Prepare For The Reality Of The Threat

It's not simply about buying and installing strings of siloed technology, solution providers say. "How much money somebody spends on security actually has very little to do with how good their security is. I've seen some companies that have older technology and not as advanced technology in place, but they've got very robust policies and procedures in place and they manage their environment on a continual basis – and they do far better than others who have managed to stay up with the latest security capabilities, but when you look at the operation they have running, it's kind of almost ad hoc," says Higgins.

"The point that I always make is that companies have tunnel vision when it comes to security," explains Moyer. "They think about securing their e-mail, their end points, their network. But they miss the bigger picture. The security posture in aggregation, and how one system becomes a pivot point to another system, and that eventually becomes a path you can use to take over an entire network."

Transforming their ad hoc security efforts into a cohesive, ongoing risk management program is an area where many companies are in need of significant help. "Companies can't tell you where their critical information resides," says Rafal Los, security evangelist at Palo Alto, CA-based HP Software. "They need help identifying and classifying their critical information," Los explains, so companies can better limit and protect the number of systems where such information resides. "Security is never done," says Los, "and they need help putting in place the policies and procedures needed to remain secure, such as securing applications, vulnerability management, and employee awareness training."

The need to take such a systematic approach to security is one of the reasons why Security Information and Event Management (SIEM) systems sales, a market segment that has floundered for a decade, is finally set to take off, some analysts say. Market research firm Frost & Sullivan expects SIEM to grow from $678.1 million in 2009 to $1.3 billion in 2015. "The goal is to be able to better correlate events across the various defensive stovepipes so that you can find the needle in the haystack," says Pete Lindstrom, research director at market research firm Spire Security.

Preparing For Failure

Despite its best efforts, if an organization is targeted by a skilled and determined hacker, there's little guarantee every attack will be stopped. This is another area where solution providers can lend their expertise: establishing an incident response plan. "The reality is that most companies don't have adequate incident response plans in place," says David Mortman, contributing analyst at the security analyst firm Securosis. "When a breach does occur, the way many companies respond makes the incident quickly go from bad to worse," Mortman says.

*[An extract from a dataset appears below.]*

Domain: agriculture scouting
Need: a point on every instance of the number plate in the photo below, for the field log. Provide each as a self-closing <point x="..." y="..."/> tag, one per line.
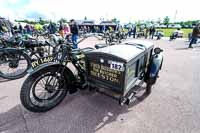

That leaves the last layer of defense a strong incident response plan: the ability to quickly determine the nature of the breach, mitigate its impact, and notify any necessary stakeholders, if needed, such as partners and customers. "Breach responses go right when the business is prepared; they have the right people and processes in place. People aren't running around wondering what are they are going to do next," says Brian Honan, founder and owner of Dublin, Ireland-based BH Consulting and head of Ireland's first CERT (Computer Emergency Response) team. That includes helping to align IT and security teams with business managers so that all parties can act cohesively.

Finally, advises Mortman, don’t just put a plan on paper to be forgotten until needed. Instead, test the plan by contriving a hypothetical incident and make sure participants react the way they should. The test needs to be realistic. "Make it so that one or more of the stakeholders are sick, or the CISO is unable to be reached, and determine how the team responds," Mortman advises.

While none of this advice is new, it spotlights the challenge that solution providers face when helping enterprises better defend themselves against the APT and other attacks: it's about doing security smarter. "The thing about the APT is that companies shouldn’t be doing anything new, except for one thing," says Lindstrom. ’They have to try to be better at what they should have been doing to begin with.’